特別報告の部では、「全面的な国選付添人制度の実現に向けた取組」についてのご報告をいただきました。内容としては、「こども基本法を踏まえ、子どもの権利保障のために、子どもが国費・公費で弁護士による法的支援を受けられる制度構築を求める意見書」についてです。
また、「改正少年法下での実務の状況」についてのご報告をいただきました。少年法の改正に伴い、少年事件の運用は大きく変化しています。今回のご報告では、特定少年の原則逆送事件に関する少年法62条2項についてご報告を頂きました。

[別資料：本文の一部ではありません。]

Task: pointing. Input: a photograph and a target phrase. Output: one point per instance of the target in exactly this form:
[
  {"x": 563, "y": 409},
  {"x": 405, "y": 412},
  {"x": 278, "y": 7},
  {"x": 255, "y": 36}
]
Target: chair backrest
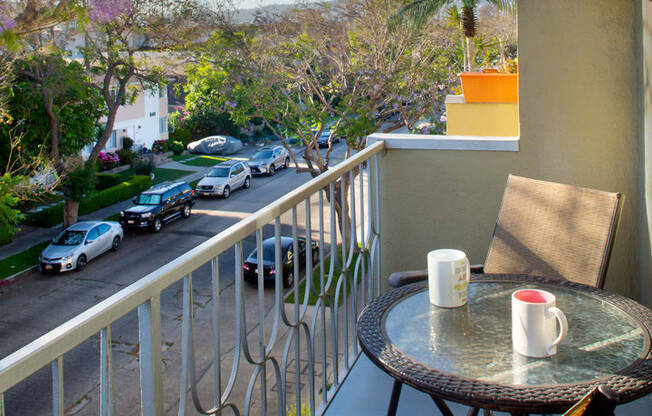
[{"x": 554, "y": 230}]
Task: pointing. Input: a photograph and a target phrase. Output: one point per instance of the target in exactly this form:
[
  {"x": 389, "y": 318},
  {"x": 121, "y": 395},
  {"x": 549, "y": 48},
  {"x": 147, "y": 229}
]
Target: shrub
[
  {"x": 107, "y": 180},
  {"x": 125, "y": 156},
  {"x": 53, "y": 215},
  {"x": 127, "y": 143},
  {"x": 108, "y": 160},
  {"x": 177, "y": 148},
  {"x": 160, "y": 146},
  {"x": 144, "y": 166}
]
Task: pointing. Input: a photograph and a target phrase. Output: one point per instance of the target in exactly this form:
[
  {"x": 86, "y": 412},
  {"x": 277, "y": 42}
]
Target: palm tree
[{"x": 419, "y": 11}]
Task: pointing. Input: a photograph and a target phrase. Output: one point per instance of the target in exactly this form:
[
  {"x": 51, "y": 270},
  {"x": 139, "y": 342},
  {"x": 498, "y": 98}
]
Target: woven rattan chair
[{"x": 548, "y": 229}]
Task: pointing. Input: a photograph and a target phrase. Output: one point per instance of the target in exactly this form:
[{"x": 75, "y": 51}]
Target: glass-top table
[{"x": 465, "y": 354}]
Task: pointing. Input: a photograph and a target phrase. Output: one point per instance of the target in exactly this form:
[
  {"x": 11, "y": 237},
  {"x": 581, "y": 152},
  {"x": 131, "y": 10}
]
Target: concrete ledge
[{"x": 407, "y": 141}]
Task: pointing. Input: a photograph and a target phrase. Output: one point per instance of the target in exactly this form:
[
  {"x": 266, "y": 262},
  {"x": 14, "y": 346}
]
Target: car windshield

埼玉弁護士会は、分科会を担当し、「いじめ予防授業の効果測定と今後の授業の在り方」をテーマに、大学教授等も交え、いじめ予防授業の効果について、科学的に分析しデータをもとにその有用性を検討しました。
効果測定としては、授業前、授業直後、授業から3か月後の3回、測定を実施しました。
(1)2回目と3回目の効果測定では1回目に比べていじめかどうかは被害者の気持ち(被害者が傷ついているか)に基づいて判断するという子どもたちの回答が増えていること、
(2)中学生よりも小学生の方が援助行動(被害者を助ける行動)をとろうとする気持ちが強いこと、
(3)「何らかの行動をとる」という全般的な援助行動意欲と「誰かと注意する」「クラスの人と話し合う」という選択肢については1回目よりも2回目及び3回目の方が子どもたちの回答が多いこと等が発表されました。
これらのことから、弁護士がいじめ予防授業で特に伝えたいことが子どもたちに実際に伝わっていることやいじめ予防授業の効果が授業の3か月後も持続していることがわかり、いじめ予防授業に携わっている弁護士にとっては大変励みになる報告であったと感じました。
そのほか、5つの分科会が実施され、滞りなく、非常に有益な会を実施することができました。